In recent months payday loans have frequently featured in the media. And this is seemingly for all the wrong reasons. Stories of people not being able to pay back their debt, of particular lenders using aggressive debt collection practices and of exponentially high interest rates plague people’s minds.
But wait. Is this a fair representation?
Payday loans have a purpose in the financial world.
As a type of short term loan, these cash advances are specifically designed to help people in need of quick cash to cover urgent, unexpected bills until they receive their next pay check.
This quick cash solution is often used by people who simply can’t make their money stretch any further, yet are faced with a financial burden that they need to pay immediately.
A major issue facing payday lenders is the question of morality. But people often forget that responsible lending works both ways.
The lender has an obligation to provide an honest, transparent and reliable service, while the borrower has a duty to meet their agreement and repay the debt in full on the agreed date.
If both parties meet their responsibilities, a payday loan, like any loan, is a useful financial aid.
Haste is the main advantage
The main benefit of a payday loan is its speed.
Compared with a long-term debt, payday loans don’t require you to meet such rigorous lending criteria, can be given out on the day and are only a small manageable amount. The repayment date is usually set about a fortnight after you receive the funds, but with one, small payment, the debt can be repaid.
As long as you manage the debt, a payday loan won’t hang over your head like a large, long-term loan will.
Would you rather an overdraft?
A short term loan can be a sensible alternative to running up a large bank overdraft.
Your bank usually has a credit limit on your card meaning that is the point at which you are supposed to stop spending on your credit card. If you overdraw past this monetary point, your bank will charge you considerable fees and possibly apply a higher interest rate.
For some people, using a payday loan instead of overdrawing on your credit card ends up being cheaper.

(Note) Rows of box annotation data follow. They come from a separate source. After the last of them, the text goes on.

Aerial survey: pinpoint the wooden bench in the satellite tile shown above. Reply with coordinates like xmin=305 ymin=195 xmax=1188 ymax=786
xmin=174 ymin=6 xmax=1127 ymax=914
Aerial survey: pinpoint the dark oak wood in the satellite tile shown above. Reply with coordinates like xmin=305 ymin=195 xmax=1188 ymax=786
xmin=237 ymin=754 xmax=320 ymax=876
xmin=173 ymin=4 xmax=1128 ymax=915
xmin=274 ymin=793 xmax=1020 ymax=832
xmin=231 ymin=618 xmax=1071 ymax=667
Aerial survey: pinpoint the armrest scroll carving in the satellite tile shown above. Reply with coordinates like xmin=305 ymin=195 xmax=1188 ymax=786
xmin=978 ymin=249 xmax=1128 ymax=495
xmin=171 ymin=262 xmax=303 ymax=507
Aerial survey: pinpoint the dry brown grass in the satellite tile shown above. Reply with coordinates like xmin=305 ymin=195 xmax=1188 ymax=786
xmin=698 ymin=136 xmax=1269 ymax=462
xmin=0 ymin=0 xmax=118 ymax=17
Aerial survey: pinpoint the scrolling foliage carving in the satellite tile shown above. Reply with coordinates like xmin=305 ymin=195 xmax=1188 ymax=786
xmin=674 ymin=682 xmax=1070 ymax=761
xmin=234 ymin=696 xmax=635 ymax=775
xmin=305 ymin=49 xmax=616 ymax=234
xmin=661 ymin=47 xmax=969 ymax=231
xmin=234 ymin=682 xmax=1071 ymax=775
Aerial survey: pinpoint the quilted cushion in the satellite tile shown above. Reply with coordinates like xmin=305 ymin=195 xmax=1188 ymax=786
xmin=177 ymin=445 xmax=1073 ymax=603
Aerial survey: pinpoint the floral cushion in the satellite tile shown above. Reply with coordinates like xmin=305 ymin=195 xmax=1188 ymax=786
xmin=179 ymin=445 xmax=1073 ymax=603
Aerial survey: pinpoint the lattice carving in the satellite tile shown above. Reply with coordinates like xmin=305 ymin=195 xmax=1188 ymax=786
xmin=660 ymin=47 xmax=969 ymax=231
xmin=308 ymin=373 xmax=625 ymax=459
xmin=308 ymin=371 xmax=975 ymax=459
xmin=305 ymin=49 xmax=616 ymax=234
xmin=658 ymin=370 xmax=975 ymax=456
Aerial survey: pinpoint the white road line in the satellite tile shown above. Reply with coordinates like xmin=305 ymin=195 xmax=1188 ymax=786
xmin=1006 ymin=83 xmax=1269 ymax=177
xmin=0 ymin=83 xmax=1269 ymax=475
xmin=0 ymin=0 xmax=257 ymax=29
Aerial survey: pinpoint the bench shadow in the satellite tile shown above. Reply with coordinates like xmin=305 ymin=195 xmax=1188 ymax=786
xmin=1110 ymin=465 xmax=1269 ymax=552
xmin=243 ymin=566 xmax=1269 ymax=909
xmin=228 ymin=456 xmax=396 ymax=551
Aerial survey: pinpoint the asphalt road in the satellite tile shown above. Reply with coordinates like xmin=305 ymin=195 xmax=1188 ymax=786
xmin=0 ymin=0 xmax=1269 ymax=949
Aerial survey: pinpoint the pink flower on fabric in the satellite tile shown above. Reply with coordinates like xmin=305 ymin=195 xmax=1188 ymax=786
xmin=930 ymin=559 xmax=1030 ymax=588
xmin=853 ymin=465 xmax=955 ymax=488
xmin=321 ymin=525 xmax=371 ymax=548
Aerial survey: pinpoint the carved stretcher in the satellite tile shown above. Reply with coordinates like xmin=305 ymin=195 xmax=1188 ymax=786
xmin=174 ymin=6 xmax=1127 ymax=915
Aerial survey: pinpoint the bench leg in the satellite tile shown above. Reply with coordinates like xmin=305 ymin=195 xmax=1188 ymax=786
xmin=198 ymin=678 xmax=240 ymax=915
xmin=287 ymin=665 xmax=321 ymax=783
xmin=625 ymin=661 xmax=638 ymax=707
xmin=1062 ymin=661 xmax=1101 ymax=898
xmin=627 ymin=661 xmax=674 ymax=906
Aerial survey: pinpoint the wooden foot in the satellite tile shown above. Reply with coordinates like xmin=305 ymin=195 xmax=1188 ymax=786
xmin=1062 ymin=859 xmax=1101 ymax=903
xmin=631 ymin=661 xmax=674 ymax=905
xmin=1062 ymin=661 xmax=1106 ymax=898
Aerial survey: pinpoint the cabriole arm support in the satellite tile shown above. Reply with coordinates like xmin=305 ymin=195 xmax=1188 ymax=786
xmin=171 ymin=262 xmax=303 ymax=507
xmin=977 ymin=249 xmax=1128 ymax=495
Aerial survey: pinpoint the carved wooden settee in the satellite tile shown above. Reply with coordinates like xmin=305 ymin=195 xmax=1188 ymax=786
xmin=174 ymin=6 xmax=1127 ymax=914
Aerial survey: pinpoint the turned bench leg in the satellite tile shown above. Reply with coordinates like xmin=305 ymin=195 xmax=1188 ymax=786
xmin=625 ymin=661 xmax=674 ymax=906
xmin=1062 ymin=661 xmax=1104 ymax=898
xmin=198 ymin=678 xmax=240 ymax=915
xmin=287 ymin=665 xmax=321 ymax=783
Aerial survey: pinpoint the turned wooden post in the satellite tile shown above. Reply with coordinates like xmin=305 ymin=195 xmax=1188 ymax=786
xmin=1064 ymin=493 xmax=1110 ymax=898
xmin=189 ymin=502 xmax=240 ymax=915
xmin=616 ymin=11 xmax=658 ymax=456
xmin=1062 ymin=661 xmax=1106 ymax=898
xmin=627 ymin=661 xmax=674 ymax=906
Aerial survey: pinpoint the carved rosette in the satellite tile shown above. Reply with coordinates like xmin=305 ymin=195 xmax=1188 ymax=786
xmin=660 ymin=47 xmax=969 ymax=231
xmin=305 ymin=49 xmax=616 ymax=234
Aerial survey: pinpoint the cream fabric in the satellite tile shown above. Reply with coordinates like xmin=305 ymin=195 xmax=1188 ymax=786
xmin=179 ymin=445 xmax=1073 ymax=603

An alternative to bank loans
Banks are notoriously strict on lending. Since the financial crisis started in 2008, banks have harshly tightened their lending criteria and a lot of people simply don’t meet their new standards for loans.
Banks expect borrowers to possess an extremely high credit rating, have a stable, full time job and in some cases, have collateral to put against their loan.
People who suddenly require a small loan don’t have months to spend building up their credit rating and attaining these other factors. A quick alternative to this is a short term, payday loan where the lending criteria is more lenient.